Peel and crush the garlic. Finely chop the brown onion. Finely chop the coriander. Juice half the lime and cut the remaining half into wedges.
In a medium bowl, season the chicken thighs with ½ the sweet paprika, the salt and pepper. Drizzle with olive oil and toss to coat. Heat a drizzle of olive oil in a large frying pan over a high heat. Once hot, add the chicken and cook for 2 minutes on each side, or until lightly browned. Remove the chicken from the pan and set aside on a plate (the chicken will finish cooking in step 5).

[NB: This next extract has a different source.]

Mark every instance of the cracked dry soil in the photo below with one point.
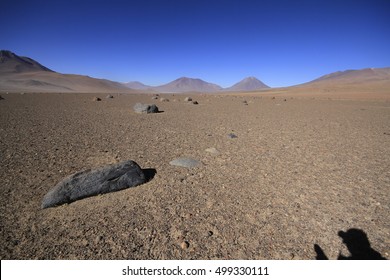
(298, 172)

Return the frying pan to a medium-high heat with a drizzle of olive oil. Add the brown onion, garlic and the remaining paprika. Cook for 2-3 minutes, or until starting to soften. Add the lime juice, cooking cream, water (for the sauce) and ½ the coriander. Crumble in the chicken stock cube (use suggested amount) and add a pinch of pepper. Stir to combine and bring the sauce to a simmer. Reduce heat to medium. TIP: Scrape up any meaty bits off the bottom of the pan, they add great flavour to the sauce!
Return the chicken and any resting juices to the pan and cover with a lid or foil. Simmer for 10-12 minutes, or until the chicken is cooked through and sauce has begun to thicken. Season with salt and pepper to taste.
Divide the roast veggies and the creamy paprika chicken between the plates. Sprinkle over the remaining coriander leaves and serve with remaining lime wedges on the side. Enjoy!